Written by Natalie Hale, the author portrays a ten-year-old girl living with her mother, father, and older brother Jonathan who appears to have Down syndrome. While Becca loves her older brother, she describes how frustrating it can sometimes be living with an older brother who is different than her. One struggle Becca discusses is feeling like she is second best in her family, “Having a special needs sibling sometimes feels like you’re sitting on the family sidelines just watching the show” (18). Although this book is written from a 10 year old perspective, I believe it covers important topics that could relate to any child–older or younger.
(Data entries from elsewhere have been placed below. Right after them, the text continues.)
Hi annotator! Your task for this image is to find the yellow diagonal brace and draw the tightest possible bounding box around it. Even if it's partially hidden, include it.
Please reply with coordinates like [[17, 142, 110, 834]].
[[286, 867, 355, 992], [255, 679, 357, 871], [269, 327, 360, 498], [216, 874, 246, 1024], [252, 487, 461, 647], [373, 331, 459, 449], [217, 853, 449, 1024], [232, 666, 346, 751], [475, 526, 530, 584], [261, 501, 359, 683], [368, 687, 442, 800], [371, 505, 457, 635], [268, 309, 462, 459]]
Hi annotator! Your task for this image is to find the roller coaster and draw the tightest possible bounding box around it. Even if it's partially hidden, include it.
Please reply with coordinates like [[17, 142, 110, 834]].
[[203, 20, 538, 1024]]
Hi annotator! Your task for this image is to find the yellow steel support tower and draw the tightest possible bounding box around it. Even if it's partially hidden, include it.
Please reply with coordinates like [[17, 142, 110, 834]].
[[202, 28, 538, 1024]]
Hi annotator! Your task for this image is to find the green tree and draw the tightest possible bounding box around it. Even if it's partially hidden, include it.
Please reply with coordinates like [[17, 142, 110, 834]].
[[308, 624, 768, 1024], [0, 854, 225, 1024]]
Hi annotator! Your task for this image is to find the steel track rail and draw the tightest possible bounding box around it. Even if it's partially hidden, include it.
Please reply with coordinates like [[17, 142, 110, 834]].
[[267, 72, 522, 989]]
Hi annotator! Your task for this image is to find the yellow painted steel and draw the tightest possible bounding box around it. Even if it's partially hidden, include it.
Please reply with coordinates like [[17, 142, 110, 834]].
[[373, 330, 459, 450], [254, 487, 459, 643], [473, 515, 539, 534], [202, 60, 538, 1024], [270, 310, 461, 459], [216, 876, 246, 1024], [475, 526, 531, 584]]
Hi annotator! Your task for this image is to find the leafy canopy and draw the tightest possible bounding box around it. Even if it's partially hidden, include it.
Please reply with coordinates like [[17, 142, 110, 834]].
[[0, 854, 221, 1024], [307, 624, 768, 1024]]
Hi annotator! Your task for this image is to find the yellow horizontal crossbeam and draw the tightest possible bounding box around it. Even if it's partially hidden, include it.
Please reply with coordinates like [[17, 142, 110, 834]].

From the point-of-view of an educator, I would use this short book in conjunction with a lesson on being different and expressing feelings; if there was a student in the class who had a brother/sister with a disability I would use this book to explain to the other students the situation. I believe that it is important for all students to be aware of disabilities that may appear in or outside a school setting. With the increase of inclusion in mainstream classrooms, it is likely that students will encounter a peer who has a disability, and this book helps describe some common behaviors that may occur; “He [Jonathan] was bored… noticed the red handle on the wall… Yank!” (9). Jonathan saw the emergency handle on wall at school and pulled it because he understood the words “pull down” and did as he read. While this behavior is deemed inappropriate for a general education student, a student with a disability may not understand the different social expectations without being told directly.
I specifically liked this book for its honest portrayal of the emotions of a student with a brother or sister with a disability. Not only did the book focus on how Jonathan was different, it also focused on his positive attributes to his family. It didn’t speak badly about students with disabilities, and it was a clear and easily understood book. Additionally, I enjoyed how the author added the chapters ‘Take a Break’ and ‘Getting My Feelings Out’. These two chapters described how Becca dealt with her brother Jonathan and his differences. These tactics could be taught to students so they are able to control their emotions without mentally or physically hurting another student. Overall, I believe this book had several positive attributes and could be used to teach about inclusion or students who may be a little different than others!”